Nowhere did true blue Mrs Thatcher cause more faces to turn red than in Oxford; specifically those faces belonging to academics of the older school who felt she should not poke her nose into their business of setting standards in education for the rest of the nation to follow.

And no group of people expressed their discontent more loudly or more forcefully.

In 1985 Oxford University comprehensively snubbed her by turning down a proposal to grant her an honorary degree that had until then been offered to every Oxford graduate who had gone on to become PM. Mrs Thatcher, of course, was a graduate of Somerville College.

That it was a snub is not in question. I remember musing about this after reading Noel Annan’s book Our Age (Weidenfeld and Nicholson1990) in which he posed the question of why so many of the educated classes “hated the Prime Minister with a bitterness that had not been seen since the days of Neville Chamberlain”.

To her supporters, even here in Oxford, too many academics had been allowed for too long to identify their own self-interest with that of the nation.

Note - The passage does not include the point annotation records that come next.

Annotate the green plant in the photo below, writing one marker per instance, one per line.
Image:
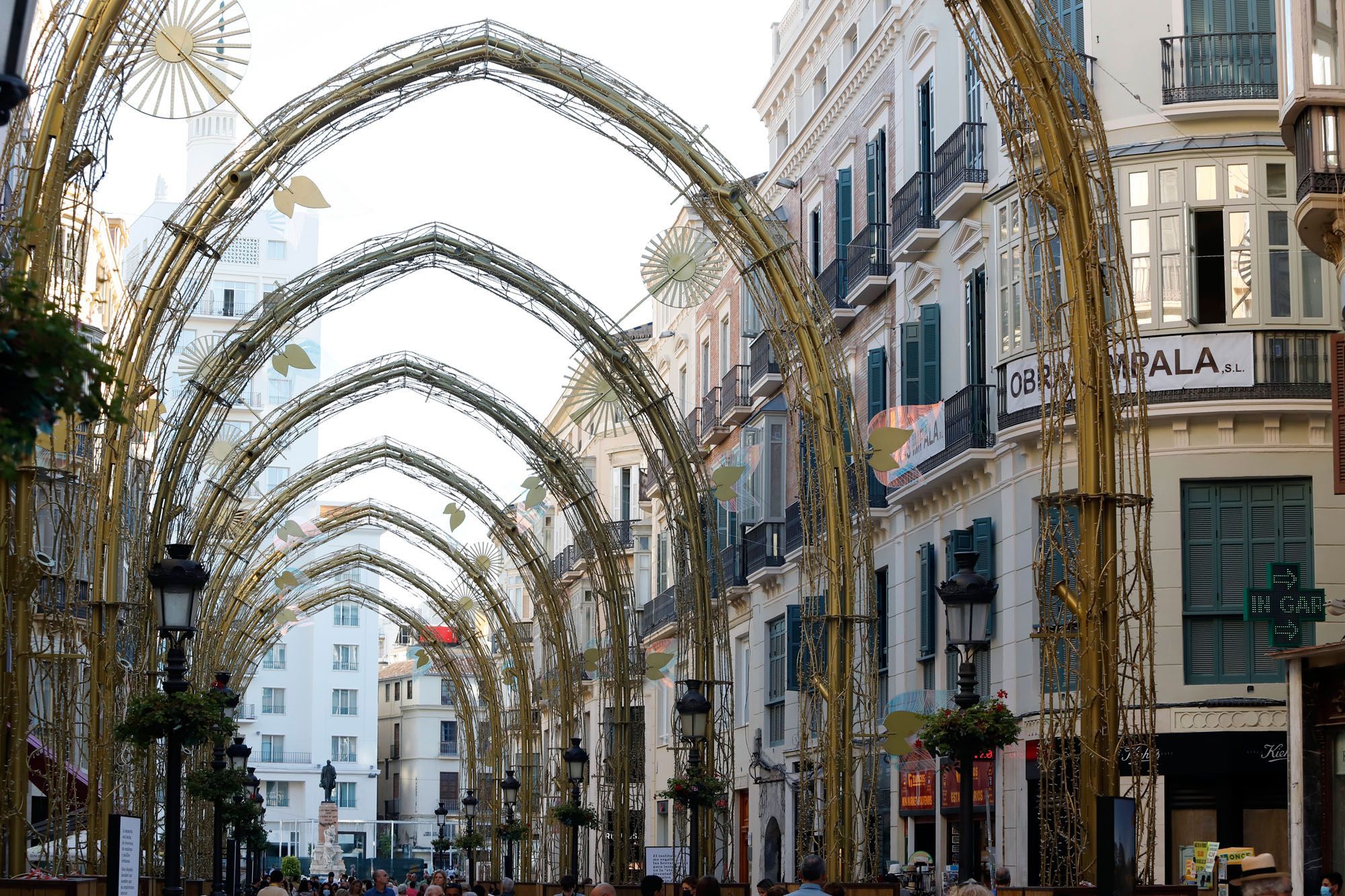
(470, 841)
(988, 725)
(49, 369)
(210, 784)
(697, 787)
(574, 815)
(198, 716)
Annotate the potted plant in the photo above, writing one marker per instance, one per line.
(574, 815)
(988, 725)
(699, 786)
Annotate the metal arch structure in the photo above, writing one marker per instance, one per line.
(1058, 146)
(833, 510)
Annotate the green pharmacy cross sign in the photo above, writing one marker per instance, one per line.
(1285, 604)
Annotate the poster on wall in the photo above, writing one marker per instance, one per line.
(1187, 361)
(123, 852)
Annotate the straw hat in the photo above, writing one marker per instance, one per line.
(1260, 868)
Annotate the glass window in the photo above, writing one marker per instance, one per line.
(274, 701)
(346, 657)
(345, 701)
(1277, 253)
(1139, 189)
(1277, 182)
(1207, 184)
(1168, 186)
(1241, 263)
(278, 792)
(275, 657)
(344, 748)
(272, 748)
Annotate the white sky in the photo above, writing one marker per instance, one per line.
(485, 159)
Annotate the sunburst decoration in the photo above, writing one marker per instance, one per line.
(486, 559)
(200, 358)
(683, 267)
(186, 57)
(597, 403)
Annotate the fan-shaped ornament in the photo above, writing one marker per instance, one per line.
(683, 267)
(597, 403)
(200, 358)
(185, 57)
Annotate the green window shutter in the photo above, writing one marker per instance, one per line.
(927, 610)
(930, 391)
(984, 542)
(911, 364)
(794, 641)
(878, 381)
(845, 213)
(874, 200)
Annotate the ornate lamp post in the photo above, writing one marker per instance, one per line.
(509, 795)
(966, 599)
(693, 710)
(576, 762)
(239, 754)
(176, 580)
(470, 803)
(440, 814)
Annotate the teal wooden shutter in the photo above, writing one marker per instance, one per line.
(911, 364)
(984, 542)
(845, 212)
(872, 198)
(930, 391)
(794, 641)
(878, 381)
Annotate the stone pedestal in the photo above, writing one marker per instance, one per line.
(328, 854)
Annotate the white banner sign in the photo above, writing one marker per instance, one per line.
(1187, 361)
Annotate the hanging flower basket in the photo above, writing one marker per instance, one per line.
(697, 787)
(988, 725)
(198, 716)
(574, 815)
(512, 831)
(470, 841)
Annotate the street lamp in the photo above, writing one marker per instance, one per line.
(576, 760)
(470, 813)
(693, 709)
(176, 580)
(509, 795)
(440, 814)
(966, 599)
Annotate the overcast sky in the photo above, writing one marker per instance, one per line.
(485, 159)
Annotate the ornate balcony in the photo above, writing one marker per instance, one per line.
(960, 171)
(766, 372)
(867, 266)
(736, 396)
(832, 282)
(1218, 68)
(915, 229)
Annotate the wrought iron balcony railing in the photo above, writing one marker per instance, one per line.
(913, 208)
(961, 159)
(867, 256)
(1202, 68)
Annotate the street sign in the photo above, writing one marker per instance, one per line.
(1285, 604)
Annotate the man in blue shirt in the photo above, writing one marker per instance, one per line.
(813, 870)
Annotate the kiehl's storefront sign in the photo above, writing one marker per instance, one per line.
(1187, 361)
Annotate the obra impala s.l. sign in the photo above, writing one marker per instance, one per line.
(1187, 361)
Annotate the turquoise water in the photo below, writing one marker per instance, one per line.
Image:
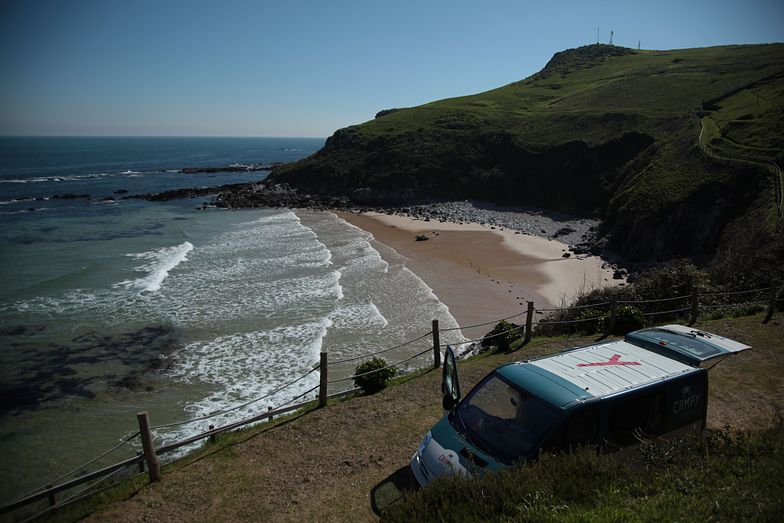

Lord Annan wrote: “Teachers and medical consultants were to be judged on their performance, dons on the contribution to the nation’s need for trained manpower”

And, of course, this last point was seen as absolute anathema by her opponents here; monstrous interference.

But however she is remembered in Oxford, she will have a permanent memorial in the village of Uffington, ancestral village of her husband Sir Denis. He wrote in his will that following the death of his wife a memorial should be erected in the churchyard of St Mary’s Church. There is already a Thatcher Corner and a Thatcher Gate there, and a plaque to Sir Denis (1915-2003).